Unified Financial Market Simulation Engine: MarS in the Age of Generative Foundation Models
Generative models have been making waves in various fields, and Microsoft Research is at the forefront of this innovation with the creation of the Financial Market Simulation Engine (MarS). By leveraging generative foundation models, such as the large market model (LMM), tailored to the financial industry, researchers have opened up a world of possibilities for empowering financial experts with customizable generative models for diverse scenarios.
The success of generative models, which excel at handling high-quality training data, tokenization of core information, and comprehensive data modeling for implicit reasoning, has paved the way for transformative applications in the financial sector. The vast order data in financial markets offer a rich playground for these models, thanks to their fine granularity, large scale, and structured nature, making them ideal for tokenization and sequential modeling.
Order flow data plays a pivotal role in generative modeling for finance, providing insights into both micro-level pricing behavior and macroscopic market dynamics. Microsoft Research’s LMM captures the nuanced feedback and overarching dynamics by modeling individual orders and order sets over time. With advanced tokenization techniques, these models can simulate complex market behaviors with a high degree of accuracy.
To unlock the full potential of financial data, Microsoft researchers have implemented two scaling strategies for their generative models, based on the Transformer architecture. By analyzing historical trading data, they have optimized the model to generate order flows that align with actual market intricacies, enabling more precise time-series modeling for financial applications.

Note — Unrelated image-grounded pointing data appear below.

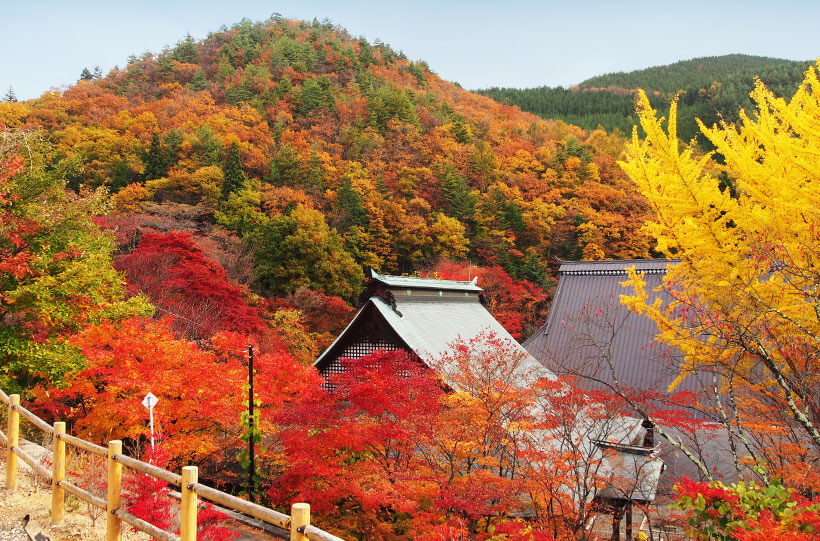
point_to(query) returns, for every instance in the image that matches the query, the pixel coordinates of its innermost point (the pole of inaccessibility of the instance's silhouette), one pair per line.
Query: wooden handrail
(316, 534)
(92, 448)
(298, 522)
(33, 419)
(257, 511)
(84, 495)
(149, 469)
(145, 527)
(31, 461)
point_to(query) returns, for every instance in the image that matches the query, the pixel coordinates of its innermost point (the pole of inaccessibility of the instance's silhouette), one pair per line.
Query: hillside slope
(711, 88)
(324, 154)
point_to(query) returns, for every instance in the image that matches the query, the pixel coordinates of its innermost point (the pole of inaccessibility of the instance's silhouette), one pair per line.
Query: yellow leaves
(747, 280)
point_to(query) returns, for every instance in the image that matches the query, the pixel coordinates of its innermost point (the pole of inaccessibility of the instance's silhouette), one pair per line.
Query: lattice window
(356, 350)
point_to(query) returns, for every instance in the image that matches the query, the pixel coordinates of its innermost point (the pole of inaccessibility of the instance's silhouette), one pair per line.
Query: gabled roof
(429, 321)
(414, 282)
(587, 323)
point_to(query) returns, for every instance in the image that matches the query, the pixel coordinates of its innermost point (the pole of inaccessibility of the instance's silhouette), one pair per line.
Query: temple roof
(429, 316)
(587, 325)
(414, 282)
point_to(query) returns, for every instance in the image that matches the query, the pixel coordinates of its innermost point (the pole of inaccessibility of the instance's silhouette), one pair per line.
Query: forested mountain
(321, 154)
(710, 88)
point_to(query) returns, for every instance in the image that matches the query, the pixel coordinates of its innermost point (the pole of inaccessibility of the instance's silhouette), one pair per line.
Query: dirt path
(33, 498)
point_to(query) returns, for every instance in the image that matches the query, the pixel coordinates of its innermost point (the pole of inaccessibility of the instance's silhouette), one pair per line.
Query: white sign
(149, 402)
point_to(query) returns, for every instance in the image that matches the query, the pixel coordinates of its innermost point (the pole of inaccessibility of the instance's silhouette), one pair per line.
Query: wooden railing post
(57, 475)
(13, 436)
(299, 517)
(113, 525)
(188, 507)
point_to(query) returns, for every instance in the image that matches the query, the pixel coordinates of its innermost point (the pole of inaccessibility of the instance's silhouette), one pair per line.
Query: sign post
(149, 402)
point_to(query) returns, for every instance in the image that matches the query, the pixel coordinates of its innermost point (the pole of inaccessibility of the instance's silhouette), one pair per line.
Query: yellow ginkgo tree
(746, 293)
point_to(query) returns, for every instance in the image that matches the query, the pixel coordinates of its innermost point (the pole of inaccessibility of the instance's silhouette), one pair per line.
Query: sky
(45, 44)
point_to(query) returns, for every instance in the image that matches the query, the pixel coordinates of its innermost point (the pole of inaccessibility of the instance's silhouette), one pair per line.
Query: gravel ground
(33, 498)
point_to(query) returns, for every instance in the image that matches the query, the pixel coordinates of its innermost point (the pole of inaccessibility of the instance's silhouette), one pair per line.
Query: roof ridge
(616, 261)
(377, 276)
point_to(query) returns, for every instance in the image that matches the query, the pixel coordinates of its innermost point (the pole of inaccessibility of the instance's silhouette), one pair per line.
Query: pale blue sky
(478, 43)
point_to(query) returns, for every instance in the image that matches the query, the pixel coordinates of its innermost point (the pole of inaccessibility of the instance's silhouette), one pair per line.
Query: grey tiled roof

The culmination of these efforts is the MarS, a flexible financial market simulation engine built on the foundation of the LMM. This customizable generative model is designed to adapt seamlessly to various financial scenarios, outperforming traditional models and offering a new paradigm for applying generative solutions to finance. The integration of generative models with domain-specific data is poised to revolutionize efficiency and insight generation in the financial industry.